While direct comparisons are limited by dataset variations and evaluation metrics, our method exhibits promising performance in terms of facial reconstruction and expression preservation. Our method offers several significant advantages. Firstly, it eliminates the need for manual marking of landmarks, which is required by many other methods. Additionally, it is computationally efficient as it only requires a single image for efficient 3D reconstruction. This efficiency is achieved through less expensive computations and faster processing speeds, enabling real-time implementation.

One aspect to consider is that the method may encounter challenges when dealing with occlusions, such as individuals wearing sunglasses, despite its ability to handle faces with spectacles. In such cases, the reconstructed 3D face may exhibit dark areas under the eyes, reflecting the colour of the sunglasses. Addressing these occlusion challenges and improving the generation of realistic facial features in such scenarios would be a valuable avenue for future enhancements. Furthermore, refining the model's ability to reproduce finer details, including wrinkles and eye tracking can contribute to achieving even greater realism in the reconstructed 3D faces.

Fig. 2.
figure 2

The visual comparison of our outcomes with other innovative methods.

Table 1. Summary of the calculated losses for different loss types. It includes three representative values for each loss type to provide a concise representation of the results along with their mean and standard deviation. These values provide insights into the variations and distribution of the losses, offering a concise overview of the experimental results.
Fig. 3.
figure 3

The figure presents a compilation of reconstructed 3D faces utilizing our proposed method, highlighting its ability to generate realistic facial reconstructions.

5 Conclusion

In this research, we demonstrated a technique for generating a 3D facial model from a single input image. It incorporates face and landmarks detection models to precisely locate and extract the facial region. The approach enhances the quality of the reconstructed face by using photometric consistency constraints, local corrective deformation fields, and coarse-to-fine optimization. The use of a single image eliminates the need for multiple images or complex scanning setups, making the reconstruction process more practical and cost-effective. It further utilizes fitting process optimizations to minimize various loss functions, resulting in a refined and realistic 3D reconstruction, enabling further analysis and application possibilities.

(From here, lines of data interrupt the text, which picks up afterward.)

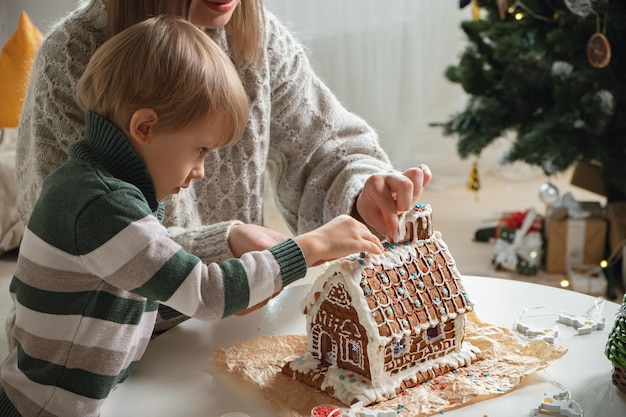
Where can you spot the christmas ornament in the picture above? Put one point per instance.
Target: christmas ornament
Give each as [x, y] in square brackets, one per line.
[473, 182]
[615, 349]
[548, 193]
[598, 47]
[475, 10]
[581, 8]
[502, 7]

Overall, the paper presents a powerful approach for 3D face reconstruction, with potential applications in computer graphics, virtual reality, facial animation, and biometrics. While the effectiveness relies on the performance of the detection models and input image quality, fine-tuning the optimization parameters can further enhance the accuracy and fidelity of the reconstruction. By providing a comprehensive solution for reconstructing 3D faces from a single image, this paper opens doors for advancements in facial modelling and realistic virtual representations.